Meadowes shook his head. ‘You’ve got it wrong,’ he said. He was playing with a couple of paper clips, trying to make them interlock.

‘Did he ever talk about England in the war? About an uncle in Hampstead?’

‘He told me once he arrived at Dover with a label round his neck. That wasn’t usual either.’

‘What wasn’t-‘

‘Him talking about himself. Johnny Slingo said he’d known him four years before he came to Registry and he’d never got a word out of him. He was all opened up, that’s what Johnny said, it must be old age setting in.’

‘Go on.’

‘Well, that was all he had, a label: Harting Leo. They shaved his head and deloused him and sent him to a Farm School. He was allowed to choose apparently: domestic science or agriculture. He chose agriculture because he wanted to own land. It seemed daft to me, Leo wanting to be a farmer, but there it is.’

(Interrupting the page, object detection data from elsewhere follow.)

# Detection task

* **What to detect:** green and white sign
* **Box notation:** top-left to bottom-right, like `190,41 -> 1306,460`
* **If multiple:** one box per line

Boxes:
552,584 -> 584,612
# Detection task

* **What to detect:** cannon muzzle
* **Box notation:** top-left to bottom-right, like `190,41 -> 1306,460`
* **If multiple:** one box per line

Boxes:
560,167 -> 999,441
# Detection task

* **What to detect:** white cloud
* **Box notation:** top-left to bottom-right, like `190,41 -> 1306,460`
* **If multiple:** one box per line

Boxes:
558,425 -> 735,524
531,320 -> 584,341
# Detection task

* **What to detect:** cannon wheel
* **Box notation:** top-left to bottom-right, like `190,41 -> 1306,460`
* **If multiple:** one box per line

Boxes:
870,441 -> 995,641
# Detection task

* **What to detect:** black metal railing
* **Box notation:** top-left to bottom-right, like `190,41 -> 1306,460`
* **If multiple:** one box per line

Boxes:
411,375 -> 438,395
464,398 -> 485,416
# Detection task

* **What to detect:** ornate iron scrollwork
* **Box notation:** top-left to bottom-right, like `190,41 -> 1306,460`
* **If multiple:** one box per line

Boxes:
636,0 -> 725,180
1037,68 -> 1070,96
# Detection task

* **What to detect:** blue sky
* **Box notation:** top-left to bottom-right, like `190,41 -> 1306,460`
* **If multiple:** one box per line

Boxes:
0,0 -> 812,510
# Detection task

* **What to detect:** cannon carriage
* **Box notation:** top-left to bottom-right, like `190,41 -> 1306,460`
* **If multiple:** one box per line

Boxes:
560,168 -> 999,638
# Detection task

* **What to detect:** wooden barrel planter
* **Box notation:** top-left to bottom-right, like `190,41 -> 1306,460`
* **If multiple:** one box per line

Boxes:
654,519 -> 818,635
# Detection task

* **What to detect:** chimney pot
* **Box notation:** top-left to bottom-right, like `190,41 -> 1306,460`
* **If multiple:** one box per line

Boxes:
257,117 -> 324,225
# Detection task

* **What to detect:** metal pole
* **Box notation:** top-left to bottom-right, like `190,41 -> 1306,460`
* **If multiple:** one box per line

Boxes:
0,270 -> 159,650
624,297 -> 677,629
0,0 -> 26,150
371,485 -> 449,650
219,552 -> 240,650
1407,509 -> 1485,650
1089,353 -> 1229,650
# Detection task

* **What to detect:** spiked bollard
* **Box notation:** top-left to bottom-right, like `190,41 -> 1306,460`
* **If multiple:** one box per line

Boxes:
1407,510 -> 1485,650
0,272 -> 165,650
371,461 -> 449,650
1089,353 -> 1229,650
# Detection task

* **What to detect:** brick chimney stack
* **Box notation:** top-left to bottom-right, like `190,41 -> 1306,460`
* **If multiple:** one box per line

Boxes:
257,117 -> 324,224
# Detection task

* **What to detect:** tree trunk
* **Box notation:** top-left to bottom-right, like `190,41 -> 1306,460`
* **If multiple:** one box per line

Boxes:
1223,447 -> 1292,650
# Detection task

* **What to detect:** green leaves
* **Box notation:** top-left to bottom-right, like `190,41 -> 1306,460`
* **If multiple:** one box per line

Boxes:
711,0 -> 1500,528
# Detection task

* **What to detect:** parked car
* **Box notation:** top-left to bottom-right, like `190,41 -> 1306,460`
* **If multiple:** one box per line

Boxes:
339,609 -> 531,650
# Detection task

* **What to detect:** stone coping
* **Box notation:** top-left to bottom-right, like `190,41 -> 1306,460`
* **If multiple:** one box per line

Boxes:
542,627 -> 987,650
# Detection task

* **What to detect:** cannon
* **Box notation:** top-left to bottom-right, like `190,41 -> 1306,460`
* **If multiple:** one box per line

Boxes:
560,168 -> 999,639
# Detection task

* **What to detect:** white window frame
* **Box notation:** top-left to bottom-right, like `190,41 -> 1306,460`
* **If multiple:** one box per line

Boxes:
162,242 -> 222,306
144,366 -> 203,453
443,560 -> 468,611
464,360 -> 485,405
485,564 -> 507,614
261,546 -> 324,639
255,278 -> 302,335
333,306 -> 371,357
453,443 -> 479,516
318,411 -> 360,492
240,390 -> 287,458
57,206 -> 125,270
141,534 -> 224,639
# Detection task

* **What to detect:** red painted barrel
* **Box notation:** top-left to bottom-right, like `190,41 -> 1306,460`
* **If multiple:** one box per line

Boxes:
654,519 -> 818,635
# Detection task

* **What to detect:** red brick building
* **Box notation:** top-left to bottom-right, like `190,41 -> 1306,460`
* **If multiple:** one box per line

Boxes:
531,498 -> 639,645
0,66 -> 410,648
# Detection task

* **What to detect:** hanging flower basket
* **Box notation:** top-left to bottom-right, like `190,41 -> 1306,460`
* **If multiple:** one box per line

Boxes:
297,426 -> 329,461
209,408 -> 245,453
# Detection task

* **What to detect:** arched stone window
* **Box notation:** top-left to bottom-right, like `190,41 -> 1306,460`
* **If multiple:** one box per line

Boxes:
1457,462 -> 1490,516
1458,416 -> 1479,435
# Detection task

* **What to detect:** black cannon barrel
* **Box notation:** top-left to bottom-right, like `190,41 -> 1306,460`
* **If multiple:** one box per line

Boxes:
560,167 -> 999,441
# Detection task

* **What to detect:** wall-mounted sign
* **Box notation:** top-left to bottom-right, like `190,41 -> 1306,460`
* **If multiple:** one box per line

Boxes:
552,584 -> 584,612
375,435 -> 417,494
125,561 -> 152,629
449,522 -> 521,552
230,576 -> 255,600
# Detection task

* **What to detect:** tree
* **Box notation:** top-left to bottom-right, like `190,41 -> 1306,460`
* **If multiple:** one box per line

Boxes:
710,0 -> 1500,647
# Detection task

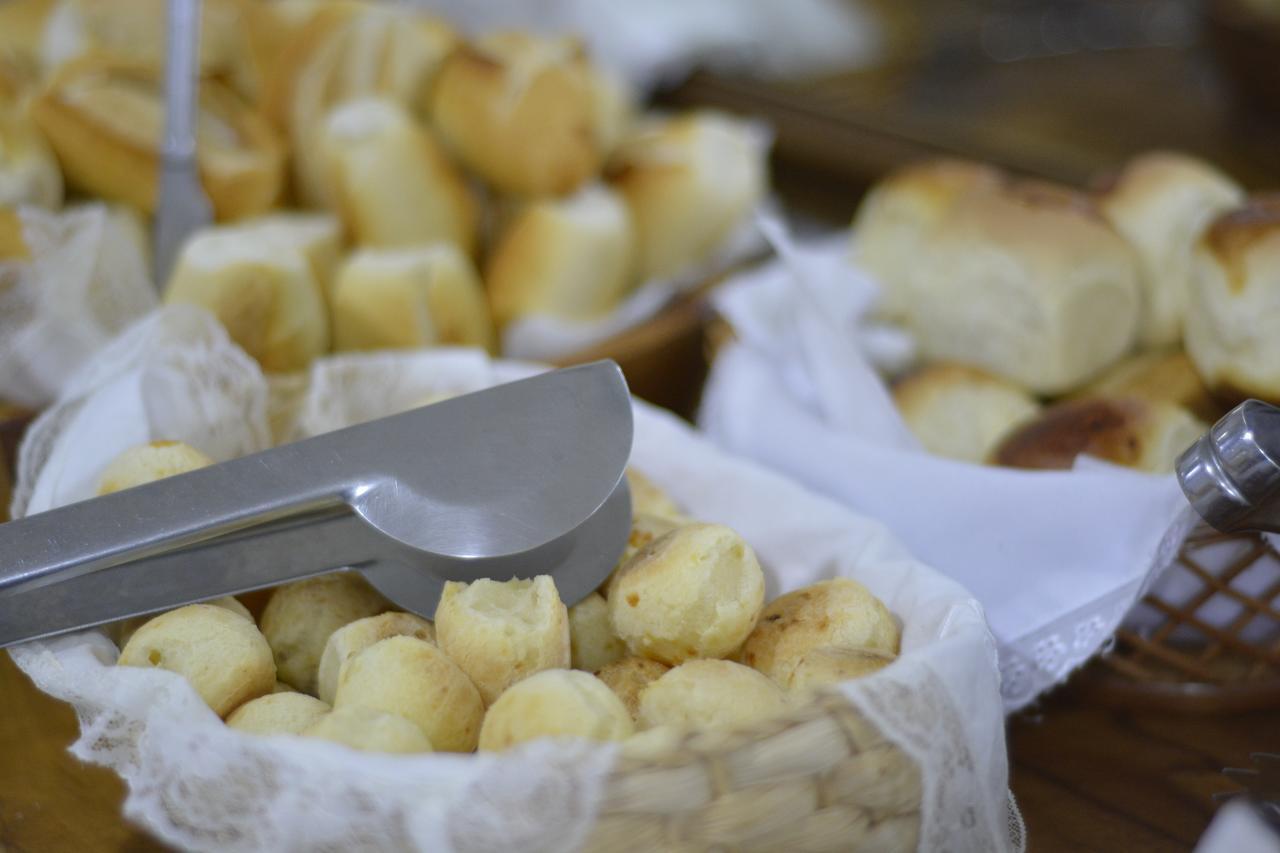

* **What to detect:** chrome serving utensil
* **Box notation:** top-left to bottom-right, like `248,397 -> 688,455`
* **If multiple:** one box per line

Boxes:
0,361 -> 632,647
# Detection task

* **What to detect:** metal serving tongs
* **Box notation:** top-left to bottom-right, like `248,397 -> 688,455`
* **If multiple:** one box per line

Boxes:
0,361 -> 632,647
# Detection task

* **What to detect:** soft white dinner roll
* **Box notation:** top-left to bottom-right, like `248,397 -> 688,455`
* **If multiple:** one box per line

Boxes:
609,524 -> 764,663
227,693 -> 330,734
640,661 -> 787,729
333,637 -> 484,752
852,160 -> 1005,319
893,364 -> 1041,462
609,110 -> 768,280
740,578 -> 901,684
116,605 -> 275,717
261,571 -> 387,695
992,397 -> 1208,474
164,225 -> 329,373
1098,151 -> 1244,347
480,670 -> 635,752
485,184 -> 635,325
906,182 -> 1142,394
301,706 -> 433,753
316,611 -> 435,703
333,243 -> 494,351
431,32 -> 602,196
1187,195 -> 1280,402
568,593 -> 627,672
319,97 -> 479,255
435,575 -> 571,706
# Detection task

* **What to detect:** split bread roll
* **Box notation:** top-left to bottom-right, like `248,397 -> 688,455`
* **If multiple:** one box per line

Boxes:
333,243 -> 494,351
1098,151 -> 1244,347
992,397 -> 1206,474
609,110 -> 768,280
893,364 -> 1041,462
485,184 -> 635,325
31,58 -> 285,220
116,605 -> 275,717
430,32 -> 605,196
906,183 -> 1142,394
319,97 -> 479,255
1187,195 -> 1280,402
164,225 -> 329,373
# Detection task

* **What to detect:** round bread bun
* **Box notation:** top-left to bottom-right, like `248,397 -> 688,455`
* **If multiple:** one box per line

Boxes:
227,693 -> 330,734
316,611 -> 435,703
992,397 -> 1207,474
782,646 -> 897,695
1098,151 -> 1244,347
333,243 -> 494,351
609,524 -> 764,665
852,160 -> 1005,319
431,32 -> 603,196
319,97 -> 479,255
116,605 -> 275,717
485,184 -> 635,325
568,593 -> 627,672
302,706 -> 433,754
893,364 -> 1041,462
595,656 -> 671,721
261,571 -> 388,695
480,670 -> 635,752
740,578 -> 901,684
609,110 -> 768,280
333,637 -> 484,752
640,661 -> 787,729
97,442 -> 214,494
1187,193 -> 1280,402
435,575 -> 571,706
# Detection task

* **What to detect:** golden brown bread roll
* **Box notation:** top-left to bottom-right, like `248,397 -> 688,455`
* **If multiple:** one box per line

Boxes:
31,56 -> 284,220
609,110 -> 768,279
992,397 -> 1206,473
485,184 -> 635,325
852,160 -> 1005,319
431,32 -> 602,196
1187,195 -> 1280,402
893,364 -> 1041,462
906,183 -> 1142,394
1098,151 -> 1244,347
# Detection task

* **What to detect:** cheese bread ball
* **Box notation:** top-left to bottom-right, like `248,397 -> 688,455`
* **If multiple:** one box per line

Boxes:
609,524 -> 764,665
435,575 -> 571,706
783,646 -> 897,695
333,637 -> 484,752
116,605 -> 275,717
480,670 -> 635,751
97,442 -> 214,494
302,706 -> 431,753
568,593 -> 627,672
640,661 -> 787,729
595,656 -> 671,720
227,693 -> 329,734
261,571 -> 387,695
316,612 -> 435,702
741,578 -> 900,684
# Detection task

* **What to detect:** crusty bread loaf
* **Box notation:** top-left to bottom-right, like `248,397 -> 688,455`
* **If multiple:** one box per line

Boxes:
893,364 -> 1041,462
333,243 -> 494,351
1098,151 -> 1244,347
906,183 -> 1142,394
431,32 -> 602,196
852,160 -> 1005,319
609,110 -> 768,279
485,184 -> 635,325
992,397 -> 1206,473
31,56 -> 284,220
1187,195 -> 1280,402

‘Nothing about Communists? A left-wing group of kids in Hampstead? Nothing like that at all?’

‘Nothing.’

‘Would you tell me if there was something?’

‘I doubt it.’

‘Did he ever mention a man called Praschko? In the Bundestag.’

Meadowes hesitated. ‘He said one night that Praschko had walked out on him.’

‘How? Walked out how?’

‘He wouldn’t say. He said they’d emigrated to England together, and returned here together after the war; Praschko had chosen one path and Leo had chosen another.’ He shrugged. ‘I didn’t press him. Why should I? After that night he never mentioned him again.’

‘All that talk about his memory: what do you think he had in mind?’

‘Something historical, I suppose. He thought a lot about history, Leo did. Mind you, that’s a couple of months back now.’